Todos os jornalistas sumiram lá pelas sete e meia da noite, menos um. Eu não sabia se tinham desistido, ou se haviam se cansado pelo fato de Thomas jogar peças de Lego pela caixa do correio toda vez que eles passavam mais um bilhete. Pedi para Louisa dar banho nele para mim, principalmente porque eu queria que ela saísse da cozinha, mas também porque assim eu poderia ouvir todos os recados da secretária eletrônica e apagar os que fossem de jornais enquanto ela não estivesse ouvindo. Vinte e seis. Vinte e seis daqueles cretinos. Todos parecendo tão simpáticos, tão compreensivos. Alguns chegaram a oferecer dinheiro.
Apaguei cada uma delas. Até as que ofereciam dinheiro, embora tenha de admitir que fiquei um pouquinho tentada a saber quanto davam. O tempo todo, ouvi Lou conversar com Thomas no banheiro, o barulho dele bombardeando os quinze centímetros de espuma com seu Batmóvel. Isso é algo que só se sabe depois de ter filhos – a hora do banho, Lego e tirinhas de peixe empanadas não a deixam viver numa tragédia por muito tempo. E então eu cheguei à última mensagem.
— Louisa? É Camilla Traynor. Pode me ligar, com urgência?
Fiquei olhando a secretária eletrônica. Rebobinei e ouvi a mensagem de novo. Então corri para cima, tirei Thomas do banho tão rápido que ele nem percebeu o que houve. Ficou lá, a toalha firmemente enrolada nele como um bandagem de curativo, e Lou, hesitante e confusa, já estava no meio da escada, sendo empurrada por mim pelo ombro.
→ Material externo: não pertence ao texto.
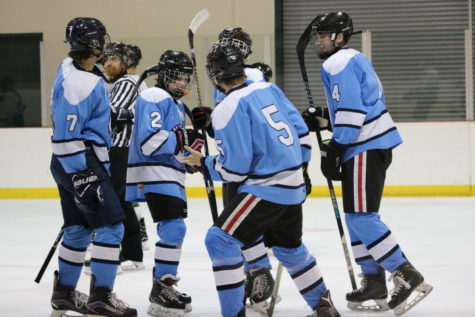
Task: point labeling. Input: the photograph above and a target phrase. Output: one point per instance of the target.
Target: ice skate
(371, 296)
(326, 307)
(66, 299)
(407, 281)
(259, 285)
(165, 301)
(103, 302)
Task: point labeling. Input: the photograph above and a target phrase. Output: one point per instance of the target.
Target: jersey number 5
(279, 125)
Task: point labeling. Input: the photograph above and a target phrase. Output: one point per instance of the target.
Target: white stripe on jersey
(306, 140)
(155, 142)
(349, 118)
(383, 247)
(359, 182)
(376, 127)
(154, 173)
(167, 254)
(293, 178)
(68, 147)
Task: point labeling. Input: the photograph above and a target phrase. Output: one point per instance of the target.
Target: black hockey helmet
(333, 23)
(115, 49)
(264, 68)
(134, 54)
(84, 34)
(223, 62)
(238, 38)
(173, 66)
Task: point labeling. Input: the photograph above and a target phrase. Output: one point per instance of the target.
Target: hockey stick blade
(199, 18)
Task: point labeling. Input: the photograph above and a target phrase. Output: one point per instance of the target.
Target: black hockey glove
(317, 118)
(87, 190)
(308, 181)
(201, 117)
(189, 137)
(121, 116)
(331, 161)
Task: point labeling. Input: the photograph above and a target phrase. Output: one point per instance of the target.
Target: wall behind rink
(436, 159)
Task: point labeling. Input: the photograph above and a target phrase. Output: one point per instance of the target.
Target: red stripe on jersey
(360, 182)
(239, 213)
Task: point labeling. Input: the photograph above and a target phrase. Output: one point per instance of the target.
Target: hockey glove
(331, 161)
(87, 190)
(189, 137)
(201, 117)
(308, 181)
(317, 118)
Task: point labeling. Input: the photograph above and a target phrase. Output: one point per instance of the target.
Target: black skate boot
(242, 313)
(326, 308)
(105, 303)
(66, 298)
(165, 300)
(406, 281)
(260, 284)
(373, 288)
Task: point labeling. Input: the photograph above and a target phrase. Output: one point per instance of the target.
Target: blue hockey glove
(317, 118)
(87, 190)
(308, 181)
(331, 161)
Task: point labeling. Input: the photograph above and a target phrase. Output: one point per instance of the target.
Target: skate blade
(422, 290)
(161, 311)
(378, 306)
(263, 307)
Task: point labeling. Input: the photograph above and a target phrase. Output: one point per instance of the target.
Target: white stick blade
(199, 18)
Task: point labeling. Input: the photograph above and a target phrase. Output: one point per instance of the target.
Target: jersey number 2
(279, 125)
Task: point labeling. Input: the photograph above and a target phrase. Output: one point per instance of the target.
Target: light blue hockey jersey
(356, 104)
(253, 75)
(262, 140)
(153, 166)
(80, 112)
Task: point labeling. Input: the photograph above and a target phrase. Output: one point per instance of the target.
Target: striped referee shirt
(120, 94)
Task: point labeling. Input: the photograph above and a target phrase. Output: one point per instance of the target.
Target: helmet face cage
(223, 62)
(174, 67)
(84, 34)
(238, 38)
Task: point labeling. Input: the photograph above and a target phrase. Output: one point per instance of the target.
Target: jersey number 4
(279, 125)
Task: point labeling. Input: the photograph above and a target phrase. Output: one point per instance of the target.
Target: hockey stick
(275, 291)
(301, 46)
(48, 257)
(199, 19)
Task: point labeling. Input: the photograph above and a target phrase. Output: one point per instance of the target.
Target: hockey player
(359, 153)
(259, 280)
(80, 167)
(155, 175)
(263, 141)
(122, 86)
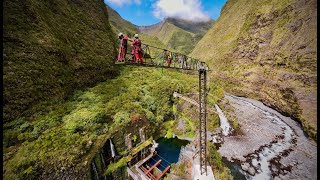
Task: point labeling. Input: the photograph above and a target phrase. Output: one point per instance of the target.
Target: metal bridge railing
(159, 57)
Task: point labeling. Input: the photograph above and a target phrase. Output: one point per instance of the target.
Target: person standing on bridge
(123, 47)
(137, 49)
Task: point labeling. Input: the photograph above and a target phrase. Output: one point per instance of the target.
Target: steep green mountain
(178, 34)
(119, 24)
(267, 50)
(52, 48)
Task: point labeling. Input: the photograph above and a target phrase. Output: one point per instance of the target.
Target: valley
(72, 112)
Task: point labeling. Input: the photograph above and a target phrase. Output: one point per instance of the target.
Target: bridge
(163, 58)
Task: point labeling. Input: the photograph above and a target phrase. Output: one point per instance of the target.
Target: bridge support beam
(203, 119)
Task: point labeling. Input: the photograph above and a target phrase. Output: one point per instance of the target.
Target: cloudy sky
(147, 12)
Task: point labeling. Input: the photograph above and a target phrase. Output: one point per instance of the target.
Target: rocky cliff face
(52, 48)
(267, 50)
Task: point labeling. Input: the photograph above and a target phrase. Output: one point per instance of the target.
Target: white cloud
(122, 2)
(184, 9)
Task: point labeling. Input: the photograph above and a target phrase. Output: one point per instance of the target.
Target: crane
(164, 58)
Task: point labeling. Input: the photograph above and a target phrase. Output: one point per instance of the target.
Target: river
(271, 146)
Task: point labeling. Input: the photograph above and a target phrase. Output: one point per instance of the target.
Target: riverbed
(271, 146)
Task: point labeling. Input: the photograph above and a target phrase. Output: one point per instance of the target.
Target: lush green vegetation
(71, 133)
(264, 50)
(52, 48)
(180, 35)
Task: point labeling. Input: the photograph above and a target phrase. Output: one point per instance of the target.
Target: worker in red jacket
(168, 55)
(137, 49)
(123, 47)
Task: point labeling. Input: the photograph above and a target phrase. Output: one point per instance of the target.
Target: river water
(271, 146)
(168, 150)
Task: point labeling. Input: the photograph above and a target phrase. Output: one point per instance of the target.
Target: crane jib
(159, 57)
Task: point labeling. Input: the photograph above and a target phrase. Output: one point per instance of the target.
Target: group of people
(136, 53)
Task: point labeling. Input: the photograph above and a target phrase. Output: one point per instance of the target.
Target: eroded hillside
(267, 50)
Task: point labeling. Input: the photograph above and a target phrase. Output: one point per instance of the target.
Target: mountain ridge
(267, 50)
(178, 34)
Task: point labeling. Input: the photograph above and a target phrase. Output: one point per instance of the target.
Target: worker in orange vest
(123, 47)
(137, 49)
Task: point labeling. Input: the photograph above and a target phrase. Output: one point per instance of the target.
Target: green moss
(50, 50)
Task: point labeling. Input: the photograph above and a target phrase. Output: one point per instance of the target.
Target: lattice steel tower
(203, 117)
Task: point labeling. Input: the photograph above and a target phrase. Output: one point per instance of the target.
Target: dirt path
(272, 146)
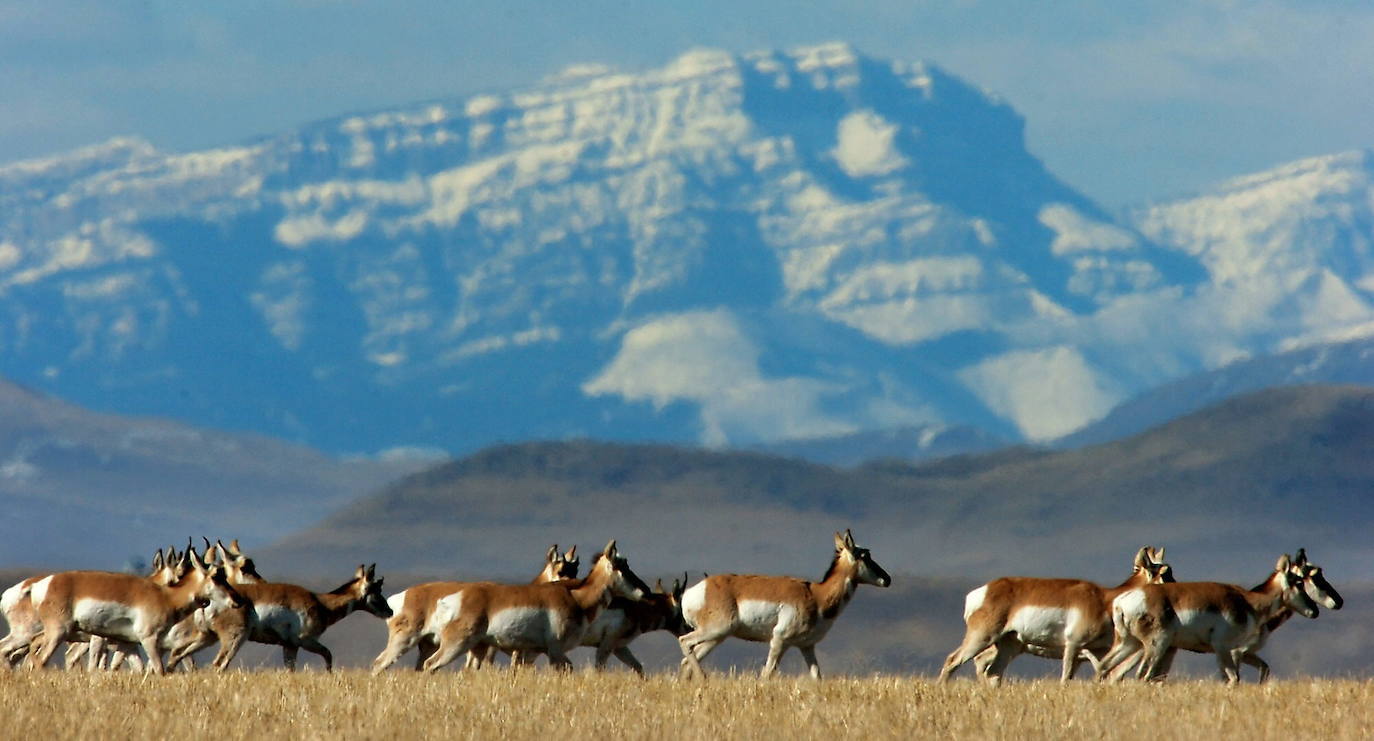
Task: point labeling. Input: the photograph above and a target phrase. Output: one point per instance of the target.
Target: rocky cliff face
(730, 249)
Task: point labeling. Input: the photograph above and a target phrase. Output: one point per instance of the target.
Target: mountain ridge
(728, 249)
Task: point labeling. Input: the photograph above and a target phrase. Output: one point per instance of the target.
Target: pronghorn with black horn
(216, 623)
(412, 611)
(294, 617)
(25, 624)
(532, 617)
(625, 620)
(121, 606)
(776, 609)
(1201, 616)
(1066, 619)
(1316, 587)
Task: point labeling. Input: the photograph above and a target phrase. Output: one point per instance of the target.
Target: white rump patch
(693, 601)
(40, 591)
(396, 602)
(866, 145)
(973, 601)
(445, 611)
(1042, 626)
(109, 619)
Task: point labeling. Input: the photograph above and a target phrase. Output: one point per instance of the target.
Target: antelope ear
(195, 560)
(1142, 557)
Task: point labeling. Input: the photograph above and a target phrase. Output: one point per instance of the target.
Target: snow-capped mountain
(728, 249)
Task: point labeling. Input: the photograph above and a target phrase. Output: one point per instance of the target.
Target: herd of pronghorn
(194, 600)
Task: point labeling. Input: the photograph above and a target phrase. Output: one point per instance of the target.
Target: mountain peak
(730, 248)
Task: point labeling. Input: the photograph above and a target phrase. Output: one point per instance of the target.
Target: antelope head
(1315, 583)
(673, 597)
(859, 561)
(212, 584)
(559, 565)
(368, 591)
(1150, 567)
(241, 568)
(614, 568)
(1294, 595)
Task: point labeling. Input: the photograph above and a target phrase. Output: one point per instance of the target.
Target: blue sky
(1124, 101)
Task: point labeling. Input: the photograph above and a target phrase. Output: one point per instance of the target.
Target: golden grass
(495, 704)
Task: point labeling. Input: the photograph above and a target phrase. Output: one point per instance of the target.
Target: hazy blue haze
(1124, 101)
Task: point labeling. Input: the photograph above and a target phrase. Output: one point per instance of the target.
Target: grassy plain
(498, 704)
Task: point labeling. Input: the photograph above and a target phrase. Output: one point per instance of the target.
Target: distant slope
(913, 444)
(1226, 490)
(1329, 363)
(94, 490)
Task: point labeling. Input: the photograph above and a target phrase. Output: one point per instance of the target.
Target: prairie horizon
(487, 704)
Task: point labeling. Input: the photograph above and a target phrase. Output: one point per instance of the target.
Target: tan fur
(564, 608)
(1150, 623)
(992, 637)
(227, 627)
(408, 627)
(294, 617)
(779, 609)
(624, 620)
(151, 608)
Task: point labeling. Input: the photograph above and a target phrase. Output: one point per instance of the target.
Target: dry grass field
(525, 704)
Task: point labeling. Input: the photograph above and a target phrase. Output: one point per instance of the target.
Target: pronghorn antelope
(1200, 616)
(165, 571)
(1316, 587)
(625, 620)
(412, 612)
(779, 609)
(25, 624)
(532, 617)
(294, 617)
(1066, 619)
(216, 623)
(22, 619)
(120, 606)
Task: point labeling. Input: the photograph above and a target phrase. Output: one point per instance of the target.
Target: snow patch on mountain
(1049, 392)
(757, 246)
(706, 358)
(866, 145)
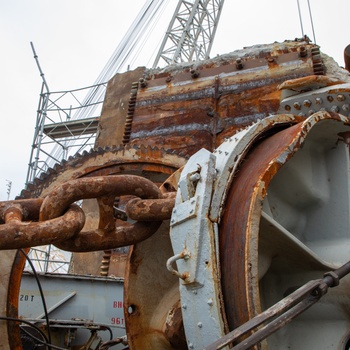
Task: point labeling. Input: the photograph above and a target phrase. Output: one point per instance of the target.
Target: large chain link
(57, 220)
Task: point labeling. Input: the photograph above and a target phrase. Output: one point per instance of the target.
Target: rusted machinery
(230, 182)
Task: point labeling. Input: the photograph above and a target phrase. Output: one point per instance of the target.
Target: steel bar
(288, 308)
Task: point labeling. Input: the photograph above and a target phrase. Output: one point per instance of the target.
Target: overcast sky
(75, 38)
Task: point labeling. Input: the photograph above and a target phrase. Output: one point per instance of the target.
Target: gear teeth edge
(34, 189)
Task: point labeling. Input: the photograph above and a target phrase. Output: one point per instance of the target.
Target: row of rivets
(318, 101)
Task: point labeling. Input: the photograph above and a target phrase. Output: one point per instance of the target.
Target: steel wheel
(152, 163)
(286, 221)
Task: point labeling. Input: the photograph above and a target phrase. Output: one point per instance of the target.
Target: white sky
(75, 38)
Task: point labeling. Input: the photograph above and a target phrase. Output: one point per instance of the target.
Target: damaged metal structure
(229, 180)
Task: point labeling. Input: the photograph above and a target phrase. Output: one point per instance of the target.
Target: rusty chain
(57, 220)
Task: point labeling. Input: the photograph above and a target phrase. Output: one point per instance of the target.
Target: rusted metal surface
(151, 162)
(11, 266)
(151, 293)
(150, 210)
(16, 234)
(108, 235)
(184, 114)
(286, 309)
(240, 225)
(29, 208)
(347, 57)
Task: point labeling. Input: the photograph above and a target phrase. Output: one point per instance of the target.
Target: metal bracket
(194, 242)
(202, 190)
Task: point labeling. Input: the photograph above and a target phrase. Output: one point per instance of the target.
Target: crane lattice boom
(191, 32)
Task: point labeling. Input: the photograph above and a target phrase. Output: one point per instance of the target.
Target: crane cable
(140, 27)
(311, 20)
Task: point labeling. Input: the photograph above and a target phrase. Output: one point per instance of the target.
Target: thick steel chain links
(57, 220)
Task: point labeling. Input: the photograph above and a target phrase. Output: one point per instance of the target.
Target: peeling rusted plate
(240, 224)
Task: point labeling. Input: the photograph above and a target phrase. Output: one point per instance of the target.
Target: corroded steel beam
(187, 107)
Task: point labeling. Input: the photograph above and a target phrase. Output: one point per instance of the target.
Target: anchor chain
(57, 220)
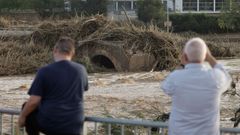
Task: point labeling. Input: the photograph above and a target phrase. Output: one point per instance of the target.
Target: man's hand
(210, 59)
(21, 121)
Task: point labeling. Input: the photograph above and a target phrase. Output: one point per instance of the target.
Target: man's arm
(224, 77)
(30, 106)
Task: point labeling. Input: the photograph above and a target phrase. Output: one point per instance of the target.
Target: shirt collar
(194, 65)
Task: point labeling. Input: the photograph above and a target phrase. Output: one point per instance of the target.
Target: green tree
(230, 16)
(150, 10)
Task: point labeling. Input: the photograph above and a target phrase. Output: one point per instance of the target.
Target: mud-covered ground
(120, 95)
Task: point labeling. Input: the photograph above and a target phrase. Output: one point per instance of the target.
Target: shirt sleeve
(168, 85)
(86, 87)
(223, 77)
(37, 86)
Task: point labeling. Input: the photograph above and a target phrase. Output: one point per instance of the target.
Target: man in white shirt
(196, 91)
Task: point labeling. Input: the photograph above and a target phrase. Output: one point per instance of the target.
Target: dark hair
(65, 45)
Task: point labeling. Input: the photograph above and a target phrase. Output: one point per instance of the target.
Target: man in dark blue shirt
(57, 94)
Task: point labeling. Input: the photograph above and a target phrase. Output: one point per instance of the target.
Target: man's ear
(185, 57)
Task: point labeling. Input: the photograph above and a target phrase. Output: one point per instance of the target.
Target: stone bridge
(112, 55)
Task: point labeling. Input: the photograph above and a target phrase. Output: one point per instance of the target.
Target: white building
(116, 7)
(200, 6)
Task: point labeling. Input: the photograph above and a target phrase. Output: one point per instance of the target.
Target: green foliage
(150, 11)
(230, 17)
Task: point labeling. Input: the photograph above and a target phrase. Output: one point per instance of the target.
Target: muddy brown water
(120, 95)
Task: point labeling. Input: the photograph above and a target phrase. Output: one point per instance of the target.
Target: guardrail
(122, 123)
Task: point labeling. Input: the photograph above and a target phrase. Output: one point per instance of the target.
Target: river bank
(121, 95)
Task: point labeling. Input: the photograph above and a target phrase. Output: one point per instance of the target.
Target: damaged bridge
(112, 55)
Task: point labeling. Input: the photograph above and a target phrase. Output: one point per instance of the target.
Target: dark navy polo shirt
(61, 86)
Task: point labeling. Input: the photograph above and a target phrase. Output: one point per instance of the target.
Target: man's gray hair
(196, 50)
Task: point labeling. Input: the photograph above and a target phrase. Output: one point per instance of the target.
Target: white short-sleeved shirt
(195, 93)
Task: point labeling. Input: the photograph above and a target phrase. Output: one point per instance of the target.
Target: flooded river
(120, 95)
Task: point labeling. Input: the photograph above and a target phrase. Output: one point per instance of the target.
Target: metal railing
(123, 125)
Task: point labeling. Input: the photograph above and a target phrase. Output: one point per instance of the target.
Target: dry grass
(18, 58)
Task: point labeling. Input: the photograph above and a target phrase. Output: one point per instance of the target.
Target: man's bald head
(196, 50)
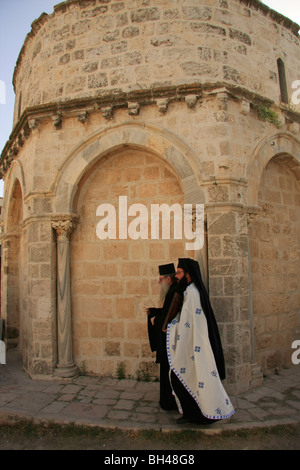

— E se ela estiver com ódio de mim?
— A voz não dava essa impressão.
— Mas e se a imprensa os estiver cercando? E se acharem que isso é culpa minha? — Os olhos dela estavam arregalados e assustados. — E se for para me avisar que ele morreu?
— Ah, pelo amor de Deus, Lou. Ao menos uma vez na vida, fique calma. Você só vai saber a resposta se ligar. Ligue para ela. Apenas ligue. Não há outra maldita escolha.
Voltei correndo para o banheiro para deixar Thomas sair. Enfiei o pijama nele, disse que vovó lhe daria um biscoito se ele fosse bem rápido até a cozinha. E então dei uma olhadela pela porta do banheiro para espiar minha irmã ao telefone no corredor.
Estava de costas para mim, passando a mão pelo cabelo da nuca. Esticou o braço para se equilibrar.
— Sim — dizia ela. — Sei. — Depois: — Certo.
E após uma pausa:
— Sim.
Ficou por um bom tempo olhando para os próprios pés depois de desligar.
— Então? — perguntei.
Ela olhou para cima como se só então tivesse me visto ali e balançou a cabeça.
— Não era nada sobre os jornais — respondeu, a voz ainda entorpecida pelo choque. — Ela me pediu, me implorou, para ir à Suíça. Já reservou passagem no último voo desta noite.